Olgunluk Çağı 1 PDF indirme linki var mı?

Simone de Beauvoir - Olgunluk Çağı 1 kitabı için internette en çok yapılan aramalardan birisi de Olgunluk Çağı 1 PDF linkidir. İnternette ücretli olarak satılan çoğu kitabın PDFleri bulunmaktadır. Ancak bu PDF'leri yasal olmayan yollarla indirmek ve kullanmak hem yasalara hem de ahlaka aykırıdır.
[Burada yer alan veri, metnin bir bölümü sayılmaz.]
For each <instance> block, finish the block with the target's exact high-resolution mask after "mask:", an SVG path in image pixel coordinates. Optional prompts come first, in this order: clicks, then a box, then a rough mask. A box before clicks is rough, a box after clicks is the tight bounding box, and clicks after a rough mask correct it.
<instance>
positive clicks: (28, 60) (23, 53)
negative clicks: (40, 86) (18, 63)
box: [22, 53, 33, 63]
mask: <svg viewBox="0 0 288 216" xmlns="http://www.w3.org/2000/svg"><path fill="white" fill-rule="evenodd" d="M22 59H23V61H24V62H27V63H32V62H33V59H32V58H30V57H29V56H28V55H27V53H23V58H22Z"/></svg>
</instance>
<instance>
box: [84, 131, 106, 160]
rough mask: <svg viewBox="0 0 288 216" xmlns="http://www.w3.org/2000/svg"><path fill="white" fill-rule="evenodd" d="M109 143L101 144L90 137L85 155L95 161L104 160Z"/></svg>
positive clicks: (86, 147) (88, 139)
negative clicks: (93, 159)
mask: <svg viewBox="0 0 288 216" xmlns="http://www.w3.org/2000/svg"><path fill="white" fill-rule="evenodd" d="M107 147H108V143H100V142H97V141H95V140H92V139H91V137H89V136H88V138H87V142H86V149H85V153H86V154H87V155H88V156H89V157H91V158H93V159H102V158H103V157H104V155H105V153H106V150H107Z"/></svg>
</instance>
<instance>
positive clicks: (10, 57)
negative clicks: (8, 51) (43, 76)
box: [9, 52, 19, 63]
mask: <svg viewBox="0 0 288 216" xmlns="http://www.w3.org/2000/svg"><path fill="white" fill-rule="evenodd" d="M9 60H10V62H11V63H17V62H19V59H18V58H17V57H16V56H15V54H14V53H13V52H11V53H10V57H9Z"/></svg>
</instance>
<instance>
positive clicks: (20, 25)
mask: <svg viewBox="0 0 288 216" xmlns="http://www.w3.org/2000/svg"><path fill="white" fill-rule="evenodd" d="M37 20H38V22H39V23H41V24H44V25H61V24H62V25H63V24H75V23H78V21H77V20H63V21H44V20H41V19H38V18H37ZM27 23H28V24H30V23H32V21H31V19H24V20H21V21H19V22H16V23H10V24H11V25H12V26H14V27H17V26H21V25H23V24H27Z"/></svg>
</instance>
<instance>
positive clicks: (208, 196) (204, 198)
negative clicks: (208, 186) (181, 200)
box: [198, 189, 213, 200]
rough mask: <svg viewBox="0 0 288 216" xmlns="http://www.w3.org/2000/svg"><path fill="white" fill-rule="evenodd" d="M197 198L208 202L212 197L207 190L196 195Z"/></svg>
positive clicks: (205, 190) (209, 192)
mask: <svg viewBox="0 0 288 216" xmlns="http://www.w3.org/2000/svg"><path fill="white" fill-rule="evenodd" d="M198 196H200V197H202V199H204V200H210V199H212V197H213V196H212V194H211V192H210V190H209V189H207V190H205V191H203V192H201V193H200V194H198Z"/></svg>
Yayın evlerinin sitesinden PDF satılıyorsa indirebilirsiniz.

Kitabın Yazarı Simone de Beauvoir Kimdir?

Simone Lucie-Ernestine-Marie-Bertrand de Beauvoir (/simɔn də boˈvwaʀ/; 9 Ocak 1908 – 14 Nisan 1986) Fransız yazar ve filozof. Roman, felsefe politik ve sosyal deneme, biyografi ve otobiyografi yazarı, gazeteci.
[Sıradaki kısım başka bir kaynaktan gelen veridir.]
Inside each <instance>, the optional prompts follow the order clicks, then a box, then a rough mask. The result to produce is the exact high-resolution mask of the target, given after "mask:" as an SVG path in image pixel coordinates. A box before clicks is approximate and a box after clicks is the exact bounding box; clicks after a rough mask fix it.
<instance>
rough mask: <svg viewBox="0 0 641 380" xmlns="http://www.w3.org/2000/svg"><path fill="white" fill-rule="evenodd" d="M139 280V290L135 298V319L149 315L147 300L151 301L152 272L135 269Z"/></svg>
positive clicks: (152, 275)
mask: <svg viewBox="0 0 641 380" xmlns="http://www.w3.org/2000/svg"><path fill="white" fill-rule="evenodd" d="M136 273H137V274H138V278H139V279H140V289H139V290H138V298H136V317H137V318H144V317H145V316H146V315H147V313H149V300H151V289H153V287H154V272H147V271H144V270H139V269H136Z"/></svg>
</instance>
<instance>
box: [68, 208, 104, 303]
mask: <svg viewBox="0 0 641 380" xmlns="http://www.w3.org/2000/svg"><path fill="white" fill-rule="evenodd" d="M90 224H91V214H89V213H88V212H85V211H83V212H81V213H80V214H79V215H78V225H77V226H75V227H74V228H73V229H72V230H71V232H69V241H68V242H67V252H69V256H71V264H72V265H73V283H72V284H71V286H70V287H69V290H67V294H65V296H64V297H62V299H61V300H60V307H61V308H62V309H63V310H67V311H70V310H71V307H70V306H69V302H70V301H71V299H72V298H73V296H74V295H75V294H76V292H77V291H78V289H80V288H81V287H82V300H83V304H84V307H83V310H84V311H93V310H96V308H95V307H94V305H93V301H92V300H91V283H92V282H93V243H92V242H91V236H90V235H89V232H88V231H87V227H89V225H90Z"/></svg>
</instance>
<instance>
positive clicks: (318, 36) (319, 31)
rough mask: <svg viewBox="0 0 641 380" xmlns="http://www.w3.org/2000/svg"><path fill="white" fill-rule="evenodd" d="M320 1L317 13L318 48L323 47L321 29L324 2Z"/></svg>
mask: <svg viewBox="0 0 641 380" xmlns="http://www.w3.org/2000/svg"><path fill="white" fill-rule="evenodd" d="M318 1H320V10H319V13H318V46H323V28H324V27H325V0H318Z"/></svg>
En önemli eseri 1949’da yazdığı, kadınların gördüğü baskıların bilimsel incelenmesini yaptığı ve modern feminizmin temellerini kurduğu İkinci Cins (Le Deuxième Sexe) adlı eseri sayılabilir.

Yaşamı 

Simone de Beauvoir 9 Ocak 1908’de Paris’te Georges Bertrand ve Françoise (Brasseur) de Beauvoir çiftinin kızı olarak dünyaya gelmiştir. Geleneksel bir ailenin büyük kızıdır. Otobiyografisinin ilk bölümünde (Bir Genç Kızın Anıları) dinine ve ülkesine bağlı ataerkil bir ailenin sorumluluklarla donatılmış kızı olarak yaşadığı dönemden bahseder. Kişiliğinin koyu katolik annesinin ve bilinemezci babasının karşıtı olarak şekillendiği söylenebilir.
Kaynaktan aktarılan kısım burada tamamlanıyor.